Trading Places: the role of Asian and Latin American capitalisms in the reshaping of the global economy

 

Glenn Morgan, Gerald McDermott and Heike Doering

 

In the last three decades, a profound restructuring of the global economy has occurred.  Up to the 1980s, flows of foreign direct investment occurred primarily between the Western industrialised economies. The largest manufacturing multinationals in the world, their headquarters and subsidiaries were primarily based in these economies (plus Japan) which reflected where the bulk of consumer markets existed. Science and technological innovation were also centred on these contexts and international knowledge transfer was limited. Most of these economies had also built up production systems based on strong labour representation, employment rights, and influence over the organization of work, on stable male employment in the larger firms, and on wage systems that provided most employees with annual increases and welfare benefits that provided a ‘safety net’. The influence of most shareholders was relatively limited in the largest firms and tempered to varying degrees by legislation and regulation. States sought to manage the tensions within these societies by varying the balance of regulation and welfare in ways that sustained a stable and advantageous position for home based firms in the international division of labour. Periodic devaluations of currencies facilitated escape routes for those countries and for firms that could not sustain their competitiveness against others on global markets, though this was often at the expense of creating inflation and generating disruptive distributional struggles that further undermined competitiveness. The developing world was mostly connected to this dynamic as providers of agricultural and mineral primary resources and/or as second or third tier consumer markets for the products of the industrialised economies, a position of dependence and subordination for much of the period.

These patterns have changed since the 1980s. The deregulation of capital flows and the search for new markets has led to major expansions in foreign investment into overseas financial markets and FDI and offshoring and subcontracting production into emerging economies. In turn emerging economies have become more significant markets for MNCs and have started to engage in their own OFDI with their own multinationals. A focus on Asia and Latin America offers a unique opportunity to compare and contrast how changes in the nature of capitalism have opened up new possibilities for firms from emerging economies.  Does this involve a shift in the dynamics of capitalism away from the West towards the emerging economies? To what degree can emerging economies escape the ‘middle income trap’ and achieve upgrading at the level of individual skills, firm capabilities, and institutional innovations?
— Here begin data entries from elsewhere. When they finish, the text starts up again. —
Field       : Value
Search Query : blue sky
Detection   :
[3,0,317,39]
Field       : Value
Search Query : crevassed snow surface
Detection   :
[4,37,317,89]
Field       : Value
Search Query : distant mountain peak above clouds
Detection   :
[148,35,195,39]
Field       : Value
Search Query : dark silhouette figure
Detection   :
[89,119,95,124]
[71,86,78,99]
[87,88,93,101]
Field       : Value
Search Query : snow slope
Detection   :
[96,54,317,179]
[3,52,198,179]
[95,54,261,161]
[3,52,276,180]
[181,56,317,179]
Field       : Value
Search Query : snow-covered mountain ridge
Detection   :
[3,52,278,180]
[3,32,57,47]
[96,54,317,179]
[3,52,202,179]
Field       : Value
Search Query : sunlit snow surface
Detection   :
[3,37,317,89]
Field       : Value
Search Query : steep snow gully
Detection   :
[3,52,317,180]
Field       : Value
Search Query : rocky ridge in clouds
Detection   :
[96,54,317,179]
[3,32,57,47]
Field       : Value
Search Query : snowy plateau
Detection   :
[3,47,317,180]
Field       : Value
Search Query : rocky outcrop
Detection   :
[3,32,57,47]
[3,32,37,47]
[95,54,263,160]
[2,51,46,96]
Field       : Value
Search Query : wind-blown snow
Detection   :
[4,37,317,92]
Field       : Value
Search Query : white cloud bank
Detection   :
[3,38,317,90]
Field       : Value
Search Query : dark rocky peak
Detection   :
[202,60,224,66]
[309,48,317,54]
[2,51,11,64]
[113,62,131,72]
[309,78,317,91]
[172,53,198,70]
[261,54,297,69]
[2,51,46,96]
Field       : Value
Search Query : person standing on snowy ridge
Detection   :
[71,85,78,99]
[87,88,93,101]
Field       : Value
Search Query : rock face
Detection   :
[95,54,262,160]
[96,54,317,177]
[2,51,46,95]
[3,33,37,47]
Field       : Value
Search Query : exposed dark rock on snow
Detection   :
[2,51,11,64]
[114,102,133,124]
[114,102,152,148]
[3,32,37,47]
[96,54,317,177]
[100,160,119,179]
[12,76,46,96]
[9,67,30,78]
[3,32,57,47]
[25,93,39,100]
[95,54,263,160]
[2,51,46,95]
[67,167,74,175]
By confronting examples of these processes from Asian and Latin American contexts, what is revealed about the role of economic and political elites, of state structures, of educational training and sciences systems, of international and national financial systems, of transnational social movements and of the role of local and multinational capital in shaping the possibilities for firms from these countries taking new positions in the global division of labour?